Key Signs, Tests, and Clinical Concepts to Remember

  • Rebound tenderness: pain upon release of deep palpation indicating peritoneal irritation.
  • Murphy sign: inspiratory arrest on deep palpation of the RUQ during deep breath test; positive in cholecystitis.
  • Rovsing’s sign: LLQ palpation increases pain in the RLQ, suggesting appendicitis.
  • Iliopsoas sign (psoas sign): pain with resisted hip extension indicating retrocecal appendicitis or psoas irritation.
  • Obturator sign: pain with internal rotation of flexed right hip indicating pelvic involvement or appendiceal irritation.
  • CVA tenderness: tenderness at costovertebral angle indicating kidney inflammation or pyelonephritis; assessed with fist percussion over the CVA.
  • Shifting dullness: an exam finding in ascites where dullness shifts with patient position, indicating free intraperitoneal fluid.
  • Routine abdominal girth measurement: recommended for early detection of ascites.

Formulas and Numerical References (LaTeX format)

  • Normal bowel sounds cadence: 5-30\,\text{sounds per minute}
  • Hypoactive bowel sounds: <5\,\text{sounds per minute}
  • Hyperactive bowel sounds: >30\,\text{sounds per minute}
  • Palpation depth during deep palpation: 5-8\,\text{cm} (equivalent to 2''-3'')
  • Deep palpation depth note: 5-8\text{ cm} \ (2''-3'')
  • Abdominal girth assessment is highlighted as the best method for early detection of ascites, though a numeric threshold is not provided in the transcript.

Connections to Foundational Principles and Real-World Relevance

  • Anatomy and regional localization underpin symptom assessment and differential diagnoses for GI conditions.
  • The peritoneum’s role in signaling inflammation (peritonitis) guides immediate management and monitoring priorities.
  • The sequence IAPP mirrors clinical practice to minimize patient discomfort while maximizing diagnostic yield.
  • Understanding common GI disorders and their hallmark signs aids rapid triage, especially in acute settings (e.g., appendicitis, cholecystitis, bowel obstruction, AAA).
  • Recognizing age-related changes helps avoid underdiagnosis or misinterpretation of signs in older adults (e.g., muted peritoneal signs, constipation risk).

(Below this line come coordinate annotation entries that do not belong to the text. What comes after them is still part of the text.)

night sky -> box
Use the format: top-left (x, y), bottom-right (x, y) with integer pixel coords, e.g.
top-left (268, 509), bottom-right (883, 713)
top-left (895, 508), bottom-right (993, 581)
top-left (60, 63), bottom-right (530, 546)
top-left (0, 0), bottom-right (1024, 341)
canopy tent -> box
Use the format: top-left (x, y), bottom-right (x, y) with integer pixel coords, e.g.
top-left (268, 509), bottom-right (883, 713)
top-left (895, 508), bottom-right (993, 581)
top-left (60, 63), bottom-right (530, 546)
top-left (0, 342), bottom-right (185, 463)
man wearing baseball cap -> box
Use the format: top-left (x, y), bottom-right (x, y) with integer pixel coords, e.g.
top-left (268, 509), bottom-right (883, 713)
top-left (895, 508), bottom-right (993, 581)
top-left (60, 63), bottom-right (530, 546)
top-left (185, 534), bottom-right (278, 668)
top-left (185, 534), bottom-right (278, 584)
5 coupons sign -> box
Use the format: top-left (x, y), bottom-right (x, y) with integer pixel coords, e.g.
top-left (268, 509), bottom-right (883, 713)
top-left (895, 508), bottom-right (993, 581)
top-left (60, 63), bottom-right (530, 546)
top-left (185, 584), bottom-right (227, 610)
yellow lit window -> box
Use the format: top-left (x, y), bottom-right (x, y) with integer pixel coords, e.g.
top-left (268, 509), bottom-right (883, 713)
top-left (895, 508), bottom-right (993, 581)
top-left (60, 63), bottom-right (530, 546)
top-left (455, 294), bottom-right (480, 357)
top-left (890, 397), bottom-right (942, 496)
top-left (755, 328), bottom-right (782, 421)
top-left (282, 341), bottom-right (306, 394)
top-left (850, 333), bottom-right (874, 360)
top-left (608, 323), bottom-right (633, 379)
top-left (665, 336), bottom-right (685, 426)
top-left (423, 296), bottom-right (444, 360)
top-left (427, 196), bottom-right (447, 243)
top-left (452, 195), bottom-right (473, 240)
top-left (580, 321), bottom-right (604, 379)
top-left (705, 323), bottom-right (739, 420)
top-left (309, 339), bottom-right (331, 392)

Practical and Ethical Implications

  • Accurate assessment and documentation of abdominal findings are essential for timely, evidence-based decisions and patient safety.
  • When signs suggest acute abdomen or peritonitis, prompt escalation and imaging are often warranted.
  • Patients with suspected GI bleeding or ascites require careful monitoring, IV access, and appropriate risk communication.
  • Respect for patient comfort and dignity during examination, especially with exposure and prolonged palpation, is essential.

Quick Reference: Key Definitions and Concepts

  • Dyschezia: painful or difficult bowel movements.
  • Tenesmus: sensation of incomplete rectal emptying after defecation.
  • Melena: black, tarry stools indicating upper GI bleed.
  • Hematochezia: bright red or maroon stool from lower GI bleed.
  • Steatorrhea: pale, oily stools indicative of fat malabsorption.
  • Murphy sign: inspiratory arrest during RUQ palpation; positive indicates cholecystitis.
  • Rovsing’s sign: RLQ pain with LLQ palpation; suggests appendicitis.
  • Psoas sign: pain with hip extension indicating retrocecal appendix.
  • Obturator sign: acute pain with internal rotation of flexed hip indicating pelvic irritation.
  • Rebound tenderness: pain upon rapid release, indicating peritoneal inflammation.

Sepsis: Clinical Awareness

  • Sepsis is a potential complication of abdominal infections and requires prompt recognition and treatment; look for fever, tachycardia, tachypnea, and altered mental status.

Note on Sources and Practice

  • The content reflects a nursing/medical exam review with emphasis on anatomy, physical examination technique, and common GI disorders.
  • For clinical practice, integrate these findings with current guidelines and institutional protocols for diagnosis and management.